Foragido desde abril é detido em Morrinhos durante operação que apura R$ 45,6 milhões
Foragido desde abril é detido em Morrinhos durante operação que apura R$ 45,6 milhões
Um empresário procurado pela Justiça do Distrito Federal desde abril foi localizado em uma propriedade rural de Morrinhos, no Sul de Goiás, durante a Operação Fórmula Fiscal. Alécio Soares Silva foi detido junto com o irmão em uma investigação que apura um suposto esquema de sonegação fiscal envolvendo empresas do setor de medicamentos e produtos hospitalares.

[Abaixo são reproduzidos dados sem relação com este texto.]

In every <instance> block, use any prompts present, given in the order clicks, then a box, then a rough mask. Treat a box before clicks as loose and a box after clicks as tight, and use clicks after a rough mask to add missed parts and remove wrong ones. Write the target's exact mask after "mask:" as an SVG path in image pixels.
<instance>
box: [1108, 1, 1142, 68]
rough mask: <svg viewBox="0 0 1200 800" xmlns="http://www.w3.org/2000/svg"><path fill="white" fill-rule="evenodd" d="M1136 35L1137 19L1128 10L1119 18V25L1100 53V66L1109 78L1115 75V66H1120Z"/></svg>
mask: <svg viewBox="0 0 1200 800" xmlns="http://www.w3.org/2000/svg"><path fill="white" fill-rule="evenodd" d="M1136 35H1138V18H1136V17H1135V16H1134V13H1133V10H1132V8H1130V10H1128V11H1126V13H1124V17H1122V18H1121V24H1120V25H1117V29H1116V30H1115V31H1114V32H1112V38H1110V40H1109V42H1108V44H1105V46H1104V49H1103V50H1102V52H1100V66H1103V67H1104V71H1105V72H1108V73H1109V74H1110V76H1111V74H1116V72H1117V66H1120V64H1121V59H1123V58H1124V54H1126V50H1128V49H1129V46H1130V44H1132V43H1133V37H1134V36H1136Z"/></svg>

Alécio também era alvo da Operação Alto Custo, conduzida pela Polícia Civil do Distrito Federal. Segundo informações atribuídas ao Ministério Público do Distrito Federal e Territórios, ele é apontado como líder e principal financiador de um grupo investigado por furto, receptação e comércio clandestino de medicamentos de alto custo.
A investigação no Distrito Federal identificou que parte dos produtos, incluindo medicamentos utilizados no tratamento contra o câncer, era retirada ilegalmente de uma distribuidora no Aeroporto de Brasília e levada para Goiás. Empresas ligadas ao empresário teriam sido utilizadas para receber os medicamentos e reinseri-los no mercado.
Já em Goiás, a Operação Fórmula Fiscal apura suspeitas de sonegação e blindagem patrimonial. Segundo a Secretaria da Economia, o grupo empresarial acumula mais de R$ 45 milhões em débitos tributários. A Justiça determinou o bloqueio de contas, veículos, imóveis e outros ativos dos investigados até o limite de R$ 45.660.838,17.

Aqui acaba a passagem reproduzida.